Even more expensive machines removed the hot fill features to reduce costs. Ebac hot fill machines allow you to do your laundry with water already heated in your home. This saves time as you don't need to wait on the machine to heat cold water in the machine. It saves electricity as your machine doesn't need to consume electricity to heat the water. It saves money as you are not using the expensive electricity to heat water that you already have heated available.
If you are a solar panel user - the savings are even greater. You effectively have free *hot* water to do your family washing.
Do you have Solar Panels?
Our Founder & Chairman John Elliott MBE DL answers your questions about Hot Fill Machines
Why a Hot & Cold Fill Washing Machine Can Always Save You Money.
Jeff Howell
Home and Building Expert
In recent years hot-fill washing machines have been hard to find. Or impossible, if it’s a British-built machine that you’d prefer.
Cold-fill washing machines have been the only ones available, which means that you have to use electricity to heat the water from cold – even if your home already has a tank of hot water sitting waiting in the airing cupboard, or a gas-fired combi boiler sitting in the same utility room as the machine.
Various bits of marketing-speak have been used to explain this. Such as saying that hot-fill washing machines are less reliable, because the rubber hose seals fail quicker. Or that hot-fill machines don’t really save money anyway, because most of the water entering has been sitting in a cold pipe run. None of this is correct.
Some salesmen have even told customers that cold-only washing machines are more “eco-friendly”, or even that there are UK or EU regulations banning the use of hot-fill machines. All nonsense.
There is no law or rule that requires new washing machines to be cold-fill only. Such machines are made purely to save on the manufacturers’ costs. They save by not having to fit a hot-water valve, a hot-fill hose, the wiring and electronics that tell the machine when to open the hot valve, and the internal hose leading from the hot valve to the soap dispenser.
These short cuts might save money for the manufacturers, but they are costing money to householders.

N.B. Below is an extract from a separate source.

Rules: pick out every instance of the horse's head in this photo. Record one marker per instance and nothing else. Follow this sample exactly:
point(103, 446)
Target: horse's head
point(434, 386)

The fact is that heating water by electricity costs three to four times more than using gas or oil (depending on your tariffs). And if you don’t have oil or mains gas, and use Economy 7 (“off peak”) electricity to heat your hot-water cylinder overnight, there is still a three to four fold saving over using the much more expensive day-rate electricity.
Homes with solar hot water panels are even more disadvantaged, as their day-time hot water is effectively free (if you discount the installation costs), and it must be galling for those owners to have to pay for electricity to heat water in their washing machines.
Some industry sources try to argue that hot-fill washing machines do not really save money, because most machines are sited too far from the hot-water source. Their reasoning is that when the hot valve opens, the first water that flows in is cold, because it has been sitting in an exposed pipe run. And then, after the machine has filled, the hot water left in that pipe run will cool down, and therefore be “wasted”.
This argument doesn’t really stack up. Let’s take the case of a washing machine that uses 20 litres for the initial hot wash (the subsequent rinse cycles will all use cold water). If your washing machine is ten metres away from the hot-water cylinder, then the volume of standing water in the feed-pipe is only 1.3 litres for a 15mm copper pipe, or 2.8 litres for a 22mm pipe (the figures for plastic pipes are even lower, as they have smaller internal diameters). By far the greatest amount of water entering the machine will be pre-heated hot water from your cylinder. Even with a combi boiler (where a boiler-full of cold water might have to run off before the hot water flows through) there will still be a saving.
"As for the idea that, once the hot valve shuts off, the hot water in the feed pipe is "wasted", this discounts the fact that it will be warming the air in the house (in the winter) just like a radiator. Your room thermostat will detect this contribution, and shut the boiler down to accommodate it."